5 Key Antenna Decisions When Designing IoT Devices

1. Define the required frequency range

There are many telecommunications protocols. The most popular protocols are: 2G, 3G, 4G, 5G, LTE, GSM, CDMA, WCDMA, BLE, Bluetooth, WiFi, ISM 169 MHz, ISM 315MHz, ISM 433MHz, ISM 868MHz, ISM 915MHz, ISM 2.4GHz, Zigbee, Wimax, UWB, GPS, Beidu, Compass, Galileo, L-band.


2. Determine how many feeds are required based on the selected chipset or front-end filtering/switching

Based on the RF front-end design (numbers of RF switches, chipset capabilities, RF performances required), antennas can be tuned for multiband or single band applications with single or multiple feeds. Each feed is going to be connected to a radio output pad. Example: Dual-band GPS/Bluetooth antenna (1 feed or 2 feeds), multiband 4G antenna using 1 feed or 2 feeds (1 for low band, 1 for high band).


3. Select the type of antenna needed based on overall PCB footprint available or finished product dimensions

Common categories for antennas are embedded, internal, external, and outdoor. Various technologies are also available. 2D solutions with printed traces or surface-mount antennas and keep out area. 2.5D/3D solutions with or without cable and with or without plastic carriers. Stamping, FPC, PCB,  or Laser Direct Structuring are also options. It is important to consider your antenna housing because any material surrounding the antenna will cause it to perform differently.

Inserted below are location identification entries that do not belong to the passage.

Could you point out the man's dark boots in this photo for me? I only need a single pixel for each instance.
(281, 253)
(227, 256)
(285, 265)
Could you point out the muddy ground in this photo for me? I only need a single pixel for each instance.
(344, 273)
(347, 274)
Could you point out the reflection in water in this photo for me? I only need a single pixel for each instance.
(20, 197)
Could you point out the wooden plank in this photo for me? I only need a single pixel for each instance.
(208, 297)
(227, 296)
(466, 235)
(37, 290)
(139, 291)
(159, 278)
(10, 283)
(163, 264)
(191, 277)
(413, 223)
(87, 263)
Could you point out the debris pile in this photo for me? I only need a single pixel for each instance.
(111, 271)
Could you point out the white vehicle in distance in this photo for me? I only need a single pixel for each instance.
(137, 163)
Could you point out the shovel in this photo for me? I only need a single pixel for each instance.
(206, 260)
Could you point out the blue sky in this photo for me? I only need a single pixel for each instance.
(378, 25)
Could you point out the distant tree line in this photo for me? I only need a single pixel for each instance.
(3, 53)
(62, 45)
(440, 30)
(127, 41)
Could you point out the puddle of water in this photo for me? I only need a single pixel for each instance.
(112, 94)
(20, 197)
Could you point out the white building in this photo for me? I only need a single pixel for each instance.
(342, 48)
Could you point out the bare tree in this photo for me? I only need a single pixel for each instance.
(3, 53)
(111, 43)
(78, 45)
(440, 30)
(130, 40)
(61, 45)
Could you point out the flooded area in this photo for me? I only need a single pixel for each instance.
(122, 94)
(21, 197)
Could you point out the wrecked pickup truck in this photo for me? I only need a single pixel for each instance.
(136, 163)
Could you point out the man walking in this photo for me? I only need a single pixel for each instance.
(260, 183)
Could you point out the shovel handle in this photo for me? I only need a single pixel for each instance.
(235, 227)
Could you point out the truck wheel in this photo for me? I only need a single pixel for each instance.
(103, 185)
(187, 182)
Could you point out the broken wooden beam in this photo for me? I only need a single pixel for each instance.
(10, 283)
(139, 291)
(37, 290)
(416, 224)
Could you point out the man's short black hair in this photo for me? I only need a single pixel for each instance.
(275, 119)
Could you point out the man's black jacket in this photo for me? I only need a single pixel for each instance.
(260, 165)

4. Decide how the antenna will be connected to the radio

  • Cable with connector (various cable types and various connectors available).
  • Stripped cable without connector: One end soldered directly on the PCB.
  • Vertical PCB or soldered by reflow.
  • Stamping (press fit technology) and/or hand soldering or reflow soldering.
  • Spring contacts on PCB (the antenna will connect to the pogopin by natural compression during the device assembly).
  • Pogopin contacts on PCB (the antenna will connect to the pogopin by natural compression during the device assembly).
  • Capacitive coupling (no physical contact between antenna and the PCB of the radio).
  • Surface-mount (antenna soldered by reflow during PCB assembly).


5. Pay close attention to critical specifications

  • Specific RF parameters required (passive testing or active testing, FCC, PTCRB, etc.).
  • VSWR, Isolation, Gain, Directivity, ECC, Throughput, Impedance, Balanced vs. Unbalanced feed, Efficiency, Radiation Pattern, Peak gain, EIRP, Loadpull matching, TRP/TIS/SAR/HAC requirements, Power handling, PIM, Telecom Carrier specifications.
  • What radio modules/IC will the antenna be connected to?
  • Specific Mechanical and Environmental parameters required, such as torque, temperature cycles, humidity, vibrations, wind load, weight, cosmetic (VDI), water ingress, reflow, pull force, bending, plenum rating, UL rating, UV resistant, salt resistant, dust resistant, shock resistant, vandalism resistance, chemical resistance, drop test, package drop.